Soobin avait vu tout ça. Du haut de ce poste ridicule qu'on lui avait attribué. Un leader aurait dû être capable de ramener ses compagnons, lui s'était perdu en route, bien avant eux.

Il est facile de se perdre quand on ne voit pas le danger. Quand on ne comprend pas qu'une fois seul, on le reste. Il n'avait pas compris à temps, il en faisait les frais. Personne au monde ne regrettait plus que lui en cet instant. Personne.



La porte grinça à peine quand un garçon blond la franchit, la main serrée sur son portable qui émettait une faible lueur. Il le porta à son oreille et y murmura quelques mots d'un ton enjôleur. Un éclat de rire gracieux y répondit et il fit quelques pas dans la maison.

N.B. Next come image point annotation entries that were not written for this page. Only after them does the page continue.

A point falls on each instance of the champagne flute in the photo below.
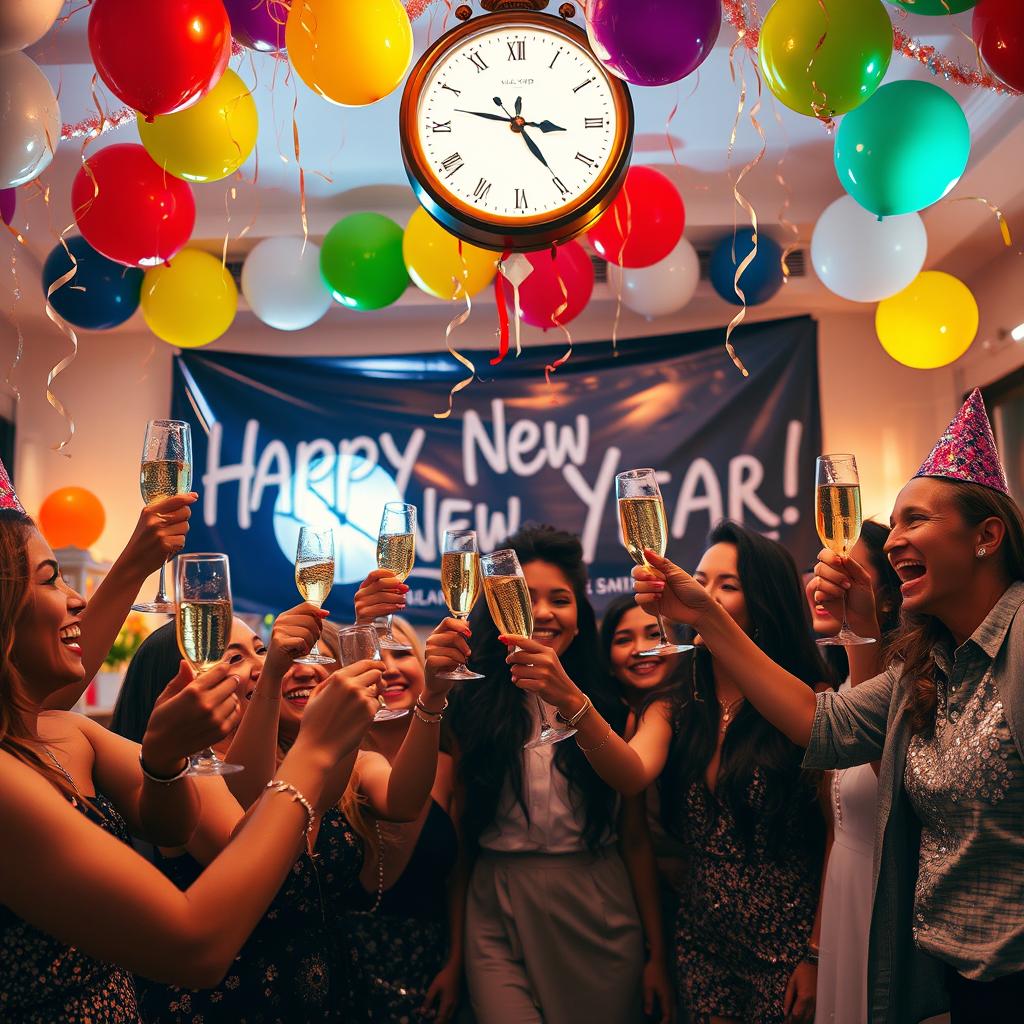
(461, 583)
(361, 643)
(314, 578)
(204, 628)
(641, 515)
(395, 551)
(166, 471)
(837, 513)
(510, 605)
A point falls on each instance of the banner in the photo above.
(279, 442)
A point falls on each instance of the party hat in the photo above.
(8, 497)
(967, 450)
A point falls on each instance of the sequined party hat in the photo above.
(967, 450)
(8, 497)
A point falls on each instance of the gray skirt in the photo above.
(553, 938)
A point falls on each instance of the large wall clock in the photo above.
(513, 134)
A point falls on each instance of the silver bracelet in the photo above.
(280, 785)
(161, 779)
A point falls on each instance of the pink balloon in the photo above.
(566, 280)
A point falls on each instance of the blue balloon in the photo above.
(102, 294)
(760, 281)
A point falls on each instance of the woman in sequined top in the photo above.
(731, 788)
(79, 909)
(944, 715)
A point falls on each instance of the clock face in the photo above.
(518, 124)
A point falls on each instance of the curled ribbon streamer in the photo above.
(999, 216)
(503, 313)
(454, 325)
(556, 322)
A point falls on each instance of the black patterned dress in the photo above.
(747, 910)
(44, 981)
(396, 948)
(290, 970)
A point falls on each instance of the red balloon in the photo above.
(542, 294)
(129, 209)
(998, 30)
(160, 55)
(643, 224)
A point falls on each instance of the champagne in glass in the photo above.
(837, 513)
(165, 471)
(204, 629)
(641, 515)
(361, 643)
(461, 583)
(512, 609)
(314, 578)
(395, 551)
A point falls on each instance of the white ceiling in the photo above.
(352, 161)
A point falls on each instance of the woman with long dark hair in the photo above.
(731, 788)
(79, 909)
(942, 712)
(552, 930)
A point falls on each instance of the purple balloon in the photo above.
(653, 42)
(258, 24)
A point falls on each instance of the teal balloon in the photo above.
(934, 7)
(361, 262)
(903, 148)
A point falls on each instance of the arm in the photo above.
(87, 889)
(160, 535)
(638, 854)
(255, 743)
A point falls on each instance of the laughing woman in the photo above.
(944, 714)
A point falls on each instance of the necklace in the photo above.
(728, 711)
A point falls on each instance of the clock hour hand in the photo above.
(480, 114)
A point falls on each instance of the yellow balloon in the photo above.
(209, 140)
(192, 302)
(931, 323)
(350, 52)
(431, 256)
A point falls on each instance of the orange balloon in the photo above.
(72, 517)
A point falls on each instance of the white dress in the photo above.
(846, 912)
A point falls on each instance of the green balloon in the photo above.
(903, 150)
(934, 7)
(360, 261)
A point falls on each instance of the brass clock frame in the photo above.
(501, 232)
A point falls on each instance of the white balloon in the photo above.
(30, 121)
(283, 285)
(862, 258)
(662, 289)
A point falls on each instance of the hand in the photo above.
(667, 588)
(658, 998)
(443, 991)
(294, 634)
(801, 994)
(340, 710)
(382, 593)
(448, 647)
(837, 578)
(189, 715)
(537, 669)
(160, 532)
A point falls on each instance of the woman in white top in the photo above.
(552, 929)
(846, 911)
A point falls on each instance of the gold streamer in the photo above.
(454, 325)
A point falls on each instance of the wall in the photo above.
(887, 415)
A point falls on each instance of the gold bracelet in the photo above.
(591, 750)
(572, 722)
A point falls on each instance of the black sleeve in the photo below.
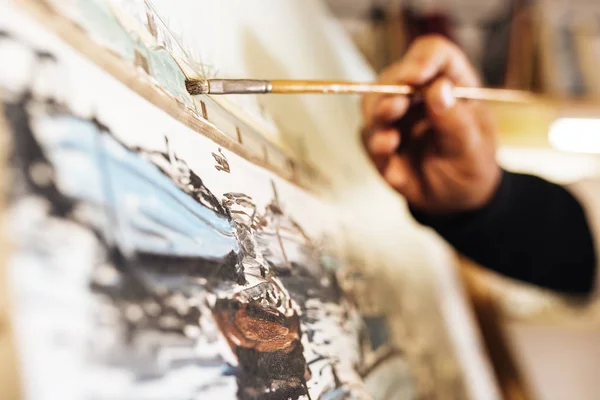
(531, 230)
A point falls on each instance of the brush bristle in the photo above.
(197, 86)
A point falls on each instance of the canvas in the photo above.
(166, 247)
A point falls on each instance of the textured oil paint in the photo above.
(151, 263)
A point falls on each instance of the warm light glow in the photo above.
(579, 135)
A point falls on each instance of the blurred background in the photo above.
(551, 47)
(547, 46)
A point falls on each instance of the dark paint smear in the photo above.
(275, 373)
(268, 347)
(28, 154)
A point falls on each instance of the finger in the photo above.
(383, 142)
(431, 56)
(401, 175)
(454, 121)
(380, 109)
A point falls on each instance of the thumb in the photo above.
(454, 121)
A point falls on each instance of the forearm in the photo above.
(531, 230)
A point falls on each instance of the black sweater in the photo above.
(531, 230)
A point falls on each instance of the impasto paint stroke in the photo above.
(144, 268)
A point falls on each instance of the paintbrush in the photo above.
(257, 86)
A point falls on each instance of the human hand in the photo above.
(440, 154)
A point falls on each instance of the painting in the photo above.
(164, 247)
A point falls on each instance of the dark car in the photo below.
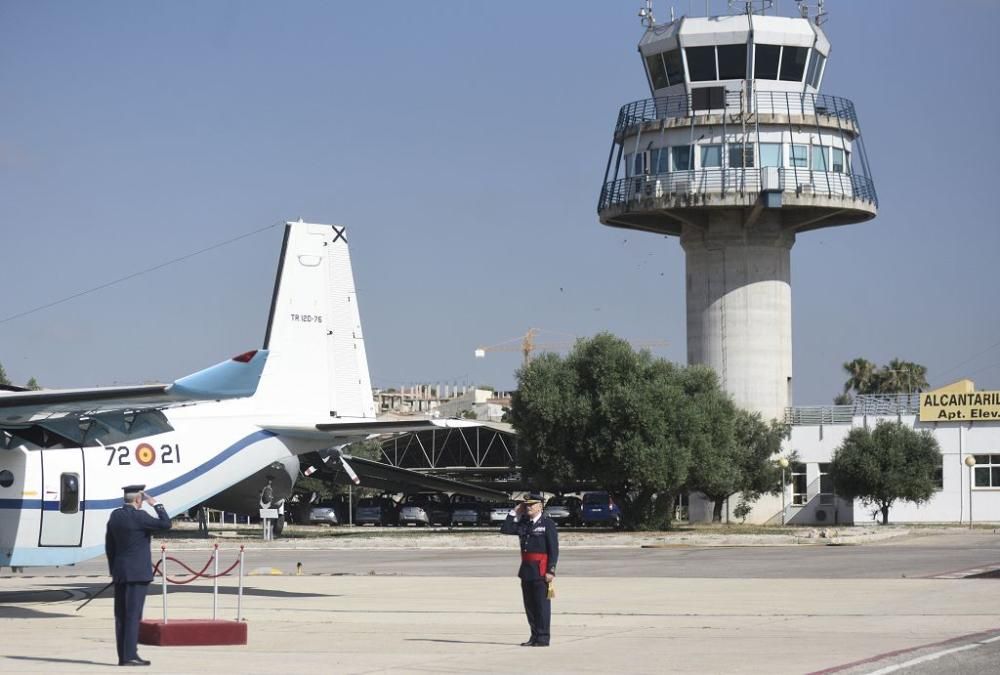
(376, 511)
(599, 508)
(564, 510)
(466, 510)
(425, 508)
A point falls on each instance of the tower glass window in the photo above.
(770, 154)
(732, 62)
(800, 156)
(657, 72)
(701, 63)
(675, 67)
(793, 63)
(711, 156)
(765, 64)
(682, 157)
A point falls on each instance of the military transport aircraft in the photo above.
(65, 454)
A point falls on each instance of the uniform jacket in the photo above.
(539, 537)
(127, 542)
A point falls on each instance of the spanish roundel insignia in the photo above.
(145, 454)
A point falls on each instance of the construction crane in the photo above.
(526, 344)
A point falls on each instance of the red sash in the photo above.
(542, 559)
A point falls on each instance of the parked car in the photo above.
(424, 508)
(465, 510)
(497, 512)
(599, 508)
(376, 511)
(324, 512)
(563, 510)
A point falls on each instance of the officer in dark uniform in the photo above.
(130, 563)
(539, 554)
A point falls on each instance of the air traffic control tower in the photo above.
(737, 153)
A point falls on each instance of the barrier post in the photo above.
(215, 584)
(239, 592)
(163, 578)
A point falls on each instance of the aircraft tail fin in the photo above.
(316, 367)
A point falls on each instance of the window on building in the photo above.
(682, 157)
(701, 63)
(800, 486)
(675, 66)
(826, 494)
(732, 61)
(765, 62)
(708, 98)
(770, 154)
(815, 69)
(740, 155)
(657, 72)
(793, 63)
(819, 158)
(838, 161)
(711, 156)
(987, 471)
(800, 156)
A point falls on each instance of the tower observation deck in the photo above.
(736, 153)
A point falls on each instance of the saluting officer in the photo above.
(539, 554)
(130, 563)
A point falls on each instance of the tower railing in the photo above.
(736, 181)
(732, 102)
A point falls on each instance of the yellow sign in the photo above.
(959, 402)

Lorsqu'il vit Soobin, son sourire fana. Il coupa sa conversation téléphonique et resta debout face au canapé, ne sachant que faire.

Quand le couteau tomba au sol avec un bruit mat, cependant, il n'hésita pas. Il se précipita à son chevet et l'entoura de ses bras. Il composa le numéro d'urgence à tâtons et signala leur position.

Contre son cœur, celui de Soobin perdait en vitesse. Yeonjun enfouit sa tête dans son cou et pressa ses mains autour de la plaie.

Le sang qui coulait sur le sol faisait comme les larmes d'un coquelicot.